Colaboração Inovadora no Combate ao Câncer
No último dia 9 de abril, o Instituto Butantan anunciou uma significativa parceria com a biofarmacêutica chinesa IASO Bio, visando o desenvolvimento da terapia celular CAR-T no Brasil. Essa abordagem inovadora destina-se a tratar doenças hematológicas, como os cânceres de sangue. A tecnologia utiliza as células do próprio paciente, o que pode revolucionar o acesso a tratamentos complexos no Sistema Único de Saúde (SUS).
A terapia CAR-T será produzida no Núcleo de Terapias Avançadas de São Paulo (Nutera-SP), coordenado pelo Butantan. Esta unidade já está envolvida na produção de outra terapia CAR-T em colaboração com o Hemocentro de Ribeirão Preto, mas destinada a diferentes condições hematológicas.

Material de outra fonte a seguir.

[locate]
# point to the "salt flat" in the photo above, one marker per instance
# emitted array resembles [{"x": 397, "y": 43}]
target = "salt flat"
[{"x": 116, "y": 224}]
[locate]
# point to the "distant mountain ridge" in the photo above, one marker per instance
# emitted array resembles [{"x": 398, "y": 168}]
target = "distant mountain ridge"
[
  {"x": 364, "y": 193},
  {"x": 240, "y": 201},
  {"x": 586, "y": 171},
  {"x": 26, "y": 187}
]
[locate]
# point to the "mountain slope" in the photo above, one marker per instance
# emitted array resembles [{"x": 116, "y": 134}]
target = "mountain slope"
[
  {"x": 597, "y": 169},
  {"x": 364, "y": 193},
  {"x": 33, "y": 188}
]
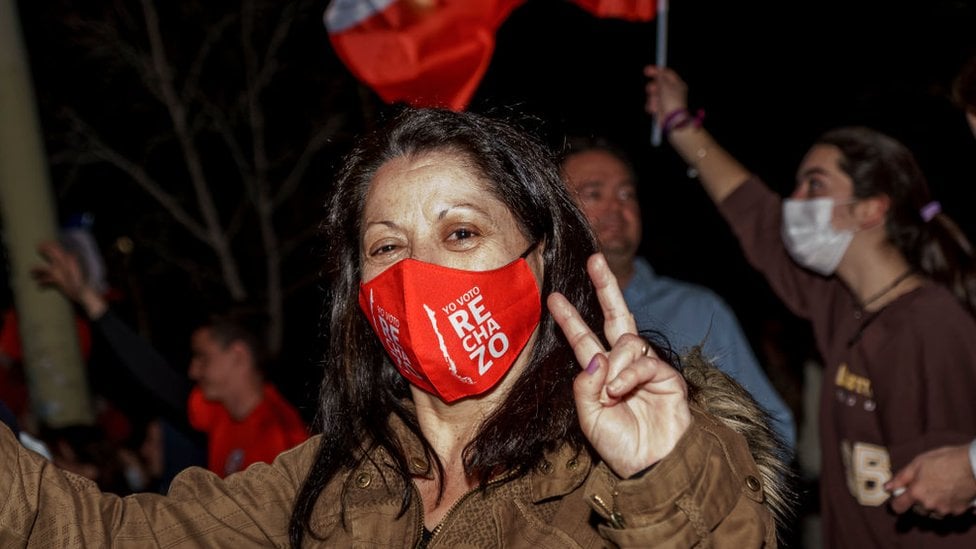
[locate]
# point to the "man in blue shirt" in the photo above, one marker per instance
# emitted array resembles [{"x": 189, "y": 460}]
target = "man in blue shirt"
[{"x": 604, "y": 183}]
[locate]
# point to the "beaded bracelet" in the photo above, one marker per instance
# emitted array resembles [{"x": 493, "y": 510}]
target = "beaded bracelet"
[{"x": 680, "y": 118}]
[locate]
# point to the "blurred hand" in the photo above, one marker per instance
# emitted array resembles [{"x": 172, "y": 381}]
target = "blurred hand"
[
  {"x": 62, "y": 271},
  {"x": 666, "y": 92},
  {"x": 936, "y": 483},
  {"x": 632, "y": 406}
]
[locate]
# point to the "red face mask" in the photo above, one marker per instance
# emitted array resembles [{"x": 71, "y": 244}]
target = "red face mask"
[{"x": 451, "y": 332}]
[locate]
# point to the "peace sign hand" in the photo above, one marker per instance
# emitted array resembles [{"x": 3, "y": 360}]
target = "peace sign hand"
[{"x": 632, "y": 405}]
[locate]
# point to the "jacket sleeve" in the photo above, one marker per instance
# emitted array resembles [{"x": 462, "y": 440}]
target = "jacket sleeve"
[
  {"x": 46, "y": 506},
  {"x": 706, "y": 492}
]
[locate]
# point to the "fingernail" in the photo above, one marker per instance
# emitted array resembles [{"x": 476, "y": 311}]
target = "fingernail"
[{"x": 593, "y": 366}]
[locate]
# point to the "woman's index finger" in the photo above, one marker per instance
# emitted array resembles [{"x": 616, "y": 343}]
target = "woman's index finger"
[
  {"x": 584, "y": 342},
  {"x": 617, "y": 318}
]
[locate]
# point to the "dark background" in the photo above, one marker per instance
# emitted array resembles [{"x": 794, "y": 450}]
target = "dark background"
[{"x": 770, "y": 75}]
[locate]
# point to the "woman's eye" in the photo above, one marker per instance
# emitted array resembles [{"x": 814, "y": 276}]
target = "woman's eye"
[
  {"x": 382, "y": 249},
  {"x": 462, "y": 234}
]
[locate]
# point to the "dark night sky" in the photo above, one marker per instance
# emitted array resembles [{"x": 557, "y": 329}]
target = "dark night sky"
[{"x": 771, "y": 76}]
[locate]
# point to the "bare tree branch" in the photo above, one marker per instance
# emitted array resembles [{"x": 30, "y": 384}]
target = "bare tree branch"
[
  {"x": 101, "y": 150},
  {"x": 314, "y": 145}
]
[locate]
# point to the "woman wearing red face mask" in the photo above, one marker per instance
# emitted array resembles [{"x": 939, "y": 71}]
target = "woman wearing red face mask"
[
  {"x": 467, "y": 399},
  {"x": 862, "y": 251}
]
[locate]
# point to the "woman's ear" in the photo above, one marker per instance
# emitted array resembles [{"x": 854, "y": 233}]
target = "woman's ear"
[
  {"x": 537, "y": 262},
  {"x": 871, "y": 212}
]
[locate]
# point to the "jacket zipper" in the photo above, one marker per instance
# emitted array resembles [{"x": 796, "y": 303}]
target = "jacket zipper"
[{"x": 450, "y": 511}]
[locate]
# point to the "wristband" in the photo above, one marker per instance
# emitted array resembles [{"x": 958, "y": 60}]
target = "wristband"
[{"x": 680, "y": 118}]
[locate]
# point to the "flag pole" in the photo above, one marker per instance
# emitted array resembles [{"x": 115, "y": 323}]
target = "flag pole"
[{"x": 661, "y": 60}]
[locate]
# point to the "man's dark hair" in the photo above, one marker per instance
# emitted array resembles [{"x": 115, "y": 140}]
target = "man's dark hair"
[{"x": 241, "y": 323}]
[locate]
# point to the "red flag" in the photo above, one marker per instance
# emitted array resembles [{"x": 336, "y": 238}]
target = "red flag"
[
  {"x": 423, "y": 52},
  {"x": 632, "y": 10}
]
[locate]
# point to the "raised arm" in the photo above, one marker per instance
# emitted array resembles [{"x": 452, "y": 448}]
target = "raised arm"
[
  {"x": 667, "y": 97},
  {"x": 681, "y": 475},
  {"x": 62, "y": 272}
]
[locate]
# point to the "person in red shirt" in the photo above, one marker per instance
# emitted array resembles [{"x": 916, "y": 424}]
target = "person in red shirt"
[{"x": 245, "y": 418}]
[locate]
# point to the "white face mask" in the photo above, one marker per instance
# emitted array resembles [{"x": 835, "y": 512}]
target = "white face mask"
[{"x": 809, "y": 236}]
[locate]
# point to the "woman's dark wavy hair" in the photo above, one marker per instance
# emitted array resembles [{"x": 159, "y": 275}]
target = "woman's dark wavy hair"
[
  {"x": 361, "y": 389},
  {"x": 880, "y": 165}
]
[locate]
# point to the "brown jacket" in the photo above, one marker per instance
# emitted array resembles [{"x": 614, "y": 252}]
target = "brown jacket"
[{"x": 707, "y": 492}]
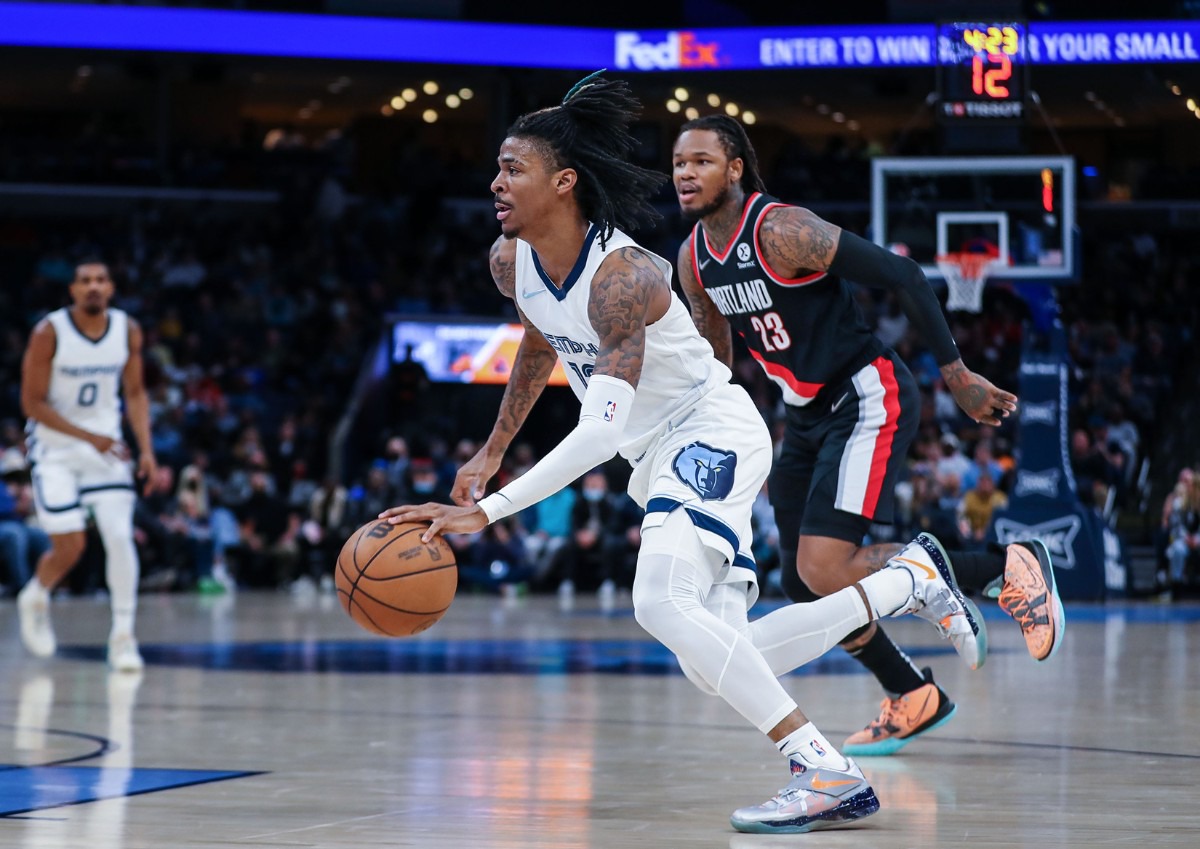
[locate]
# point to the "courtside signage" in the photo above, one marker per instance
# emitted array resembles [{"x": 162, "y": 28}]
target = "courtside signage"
[{"x": 330, "y": 36}]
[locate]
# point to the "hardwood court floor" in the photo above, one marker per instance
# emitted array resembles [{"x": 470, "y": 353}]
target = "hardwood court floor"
[{"x": 270, "y": 721}]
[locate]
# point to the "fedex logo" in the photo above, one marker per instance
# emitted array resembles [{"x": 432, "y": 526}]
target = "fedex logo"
[{"x": 679, "y": 50}]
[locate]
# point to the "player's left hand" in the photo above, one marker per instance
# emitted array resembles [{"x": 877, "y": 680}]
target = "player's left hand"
[
  {"x": 984, "y": 402},
  {"x": 148, "y": 473},
  {"x": 443, "y": 518}
]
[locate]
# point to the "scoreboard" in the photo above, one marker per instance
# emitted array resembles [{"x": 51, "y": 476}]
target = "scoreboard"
[{"x": 982, "y": 72}]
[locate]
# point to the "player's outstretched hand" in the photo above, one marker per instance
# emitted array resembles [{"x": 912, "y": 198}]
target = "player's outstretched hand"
[
  {"x": 984, "y": 402},
  {"x": 473, "y": 477},
  {"x": 443, "y": 518}
]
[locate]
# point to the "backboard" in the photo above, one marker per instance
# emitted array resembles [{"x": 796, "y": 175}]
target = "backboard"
[{"x": 1018, "y": 208}]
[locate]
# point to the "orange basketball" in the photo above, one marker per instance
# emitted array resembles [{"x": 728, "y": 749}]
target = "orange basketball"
[{"x": 391, "y": 583}]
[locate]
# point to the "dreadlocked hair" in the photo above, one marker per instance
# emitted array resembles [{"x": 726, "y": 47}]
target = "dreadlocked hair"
[
  {"x": 589, "y": 132},
  {"x": 736, "y": 145}
]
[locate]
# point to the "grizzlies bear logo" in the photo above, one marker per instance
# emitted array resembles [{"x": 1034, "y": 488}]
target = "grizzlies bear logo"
[{"x": 707, "y": 470}]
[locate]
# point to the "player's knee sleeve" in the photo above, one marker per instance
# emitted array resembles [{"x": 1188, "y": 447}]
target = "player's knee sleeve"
[
  {"x": 693, "y": 675},
  {"x": 114, "y": 521},
  {"x": 114, "y": 518},
  {"x": 793, "y": 585},
  {"x": 675, "y": 572}
]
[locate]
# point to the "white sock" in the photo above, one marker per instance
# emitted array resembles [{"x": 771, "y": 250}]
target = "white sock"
[
  {"x": 123, "y": 622},
  {"x": 808, "y": 744},
  {"x": 34, "y": 589},
  {"x": 888, "y": 590}
]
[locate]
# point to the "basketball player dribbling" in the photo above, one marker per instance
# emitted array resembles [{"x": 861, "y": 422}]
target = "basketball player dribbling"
[
  {"x": 775, "y": 274},
  {"x": 651, "y": 390},
  {"x": 78, "y": 361}
]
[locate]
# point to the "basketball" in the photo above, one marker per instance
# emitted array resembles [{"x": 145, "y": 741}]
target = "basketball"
[{"x": 391, "y": 583}]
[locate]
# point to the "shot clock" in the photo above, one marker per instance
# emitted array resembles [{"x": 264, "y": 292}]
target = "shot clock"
[{"x": 982, "y": 72}]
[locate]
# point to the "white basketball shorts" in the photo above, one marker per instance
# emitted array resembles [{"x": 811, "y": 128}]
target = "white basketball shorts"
[
  {"x": 711, "y": 463},
  {"x": 67, "y": 479}
]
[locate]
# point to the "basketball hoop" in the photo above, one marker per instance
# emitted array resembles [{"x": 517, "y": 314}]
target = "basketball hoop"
[{"x": 965, "y": 277}]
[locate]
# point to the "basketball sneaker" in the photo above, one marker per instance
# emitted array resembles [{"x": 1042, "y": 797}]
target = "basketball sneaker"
[
  {"x": 124, "y": 655},
  {"x": 816, "y": 798},
  {"x": 937, "y": 598},
  {"x": 903, "y": 720},
  {"x": 34, "y": 610},
  {"x": 1030, "y": 595}
]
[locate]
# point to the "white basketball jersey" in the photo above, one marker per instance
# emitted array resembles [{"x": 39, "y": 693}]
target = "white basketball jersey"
[
  {"x": 678, "y": 369},
  {"x": 85, "y": 378}
]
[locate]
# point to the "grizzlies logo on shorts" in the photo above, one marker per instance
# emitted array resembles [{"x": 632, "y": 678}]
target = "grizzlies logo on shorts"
[{"x": 708, "y": 471}]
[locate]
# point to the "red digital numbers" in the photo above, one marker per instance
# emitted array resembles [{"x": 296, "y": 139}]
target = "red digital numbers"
[{"x": 991, "y": 65}]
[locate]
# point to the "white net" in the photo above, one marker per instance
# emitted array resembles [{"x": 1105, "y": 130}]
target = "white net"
[{"x": 965, "y": 277}]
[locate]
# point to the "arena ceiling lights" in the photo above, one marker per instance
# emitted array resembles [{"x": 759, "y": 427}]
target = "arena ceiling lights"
[{"x": 325, "y": 36}]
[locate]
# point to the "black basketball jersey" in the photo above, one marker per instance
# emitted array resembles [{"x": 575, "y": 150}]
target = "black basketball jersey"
[{"x": 805, "y": 332}]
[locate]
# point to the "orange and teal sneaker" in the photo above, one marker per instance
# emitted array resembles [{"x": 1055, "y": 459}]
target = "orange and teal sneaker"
[
  {"x": 1031, "y": 597},
  {"x": 903, "y": 720}
]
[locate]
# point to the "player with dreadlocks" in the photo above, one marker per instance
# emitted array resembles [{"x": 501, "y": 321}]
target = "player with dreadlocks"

A nova parceria amplia as possibilidades de tratamento e representa um marco na oferta de terapias avançadas no país.
Acessibilidade e Avanços na Saúde Pública
Com a produção local da terapia, espera-se uma redução significativa nos custos, que atualmente podem ultrapassar US$ 500 mil (aproximadamente R$ 2,6 milhões) por paciente. A viabilização desse tratamento pelo SUS é um passo importante, uma vez que, até agora, o acesso estava restrito à rede privada. Essa nova abordagem pode facilitar o tratamento para pacientes que não respondem a métodos convencionais.
O diretor do Instituto Butantan, Esper Kallás, destacou a importância da parceria, ressaltando que a inclusão do tratamento no SUS é uma estratégia para atender à crescente demanda por inovações na saúde pública. Segundo Kallás, “o tratamento revolucionou o combate a doenças do sangue, mas seu acesso ainda é um desafio”. Essa colaboração é vista como uma forma de ampliar o portfólio de serviços do Butantan para melhor atender a população brasileira.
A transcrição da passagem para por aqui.